Data privacy, particle physics and cancer prevention are some of the projects that have received a funding boost to strengthen European collaboration.
The European Partners Fund, awarded by Imperial College London, provides up to £100,000 per year for seed funds and travel grants for Imperial academics to initiate and pursue collaborations with European colleagues.
Nearly 30 projects have received funding since the programme was launched in 2016.
The projects cover a range of research areas such as mathematics, robotics, health, data and engineering.
This year ten projects have received funding so far to collaborate with institutions in countries including Germany, Italy, Spain, Switzerland and the Netherlands.
Vice-Provost (Research and Enterprise) Professor Nick Jennings said: “Collaboration across borders between academics of different nationalities produces the highest quality research and a third of our collaborators are currently from Europe. We want those relationships to grow.
“This fund allows our academics to build new relationships and work more closely with European partners. Many of these projects have already strengthened our ties with other world class institutions and the subsequent discoveries will benefit society greatly in the future.
“Imperial is a European university with global reach, and has consistently been named the UK’s most international university.

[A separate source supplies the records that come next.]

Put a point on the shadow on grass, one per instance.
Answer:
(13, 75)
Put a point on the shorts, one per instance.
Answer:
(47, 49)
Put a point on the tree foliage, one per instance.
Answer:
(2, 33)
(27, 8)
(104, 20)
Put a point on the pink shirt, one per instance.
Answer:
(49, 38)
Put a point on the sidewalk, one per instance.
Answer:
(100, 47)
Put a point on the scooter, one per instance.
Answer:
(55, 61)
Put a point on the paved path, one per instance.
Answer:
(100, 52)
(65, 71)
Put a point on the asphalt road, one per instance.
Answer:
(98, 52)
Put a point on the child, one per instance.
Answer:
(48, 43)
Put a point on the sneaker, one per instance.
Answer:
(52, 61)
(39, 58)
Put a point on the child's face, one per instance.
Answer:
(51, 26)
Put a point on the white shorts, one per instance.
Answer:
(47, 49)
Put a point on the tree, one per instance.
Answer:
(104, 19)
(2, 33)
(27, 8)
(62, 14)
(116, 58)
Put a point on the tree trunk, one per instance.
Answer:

We will keep supporting European and global collaborations.”
Some of the recently funded researchers discussed their projects:
Dr Yves-Alexandre de Montjoye, from the Department of Computing, is collaborating with Université catholique de Louvain, Belgium to develop privacy tools.
The goal of the research is to help make large-scale such as mobile phones, credit cards or browsing data, more available while truly preserving privacy.
Dr de Montjoye said: “The availability of large-scale data dramatically increases our capacity to understand and potentially affect the behaviour of individuals and collectives.
“The use of this data, however, raises legitimate privacy concerns.
“The traditional data protection mechanism, de-identification, fails to protect people’s privacy in the age of big data.
“Sensitive information can often be inferred from seemingly innocuous data and individuals can be identified despite anonymising names or phone numbers.
“We are developing tools to allow large-scale behavioural data to be used while giving individuals strong privacy guarantees.”
Dr Davoud Cheraghi, from the Department of Mathematics, is developing a partnership with Université Pierre et Marie Curie (UPMC) and Université de Toulouse in France.
The partnership will enhance the understanding of low-dimensional analytic dynamics.
Dr Cheraghi said: “This funding will allow us to strengthen our links with researchers at partner institutions in France.
“These collaborations with the French network are expected to bring together a wide range of expertise and they have well established links to many groups in other countries.”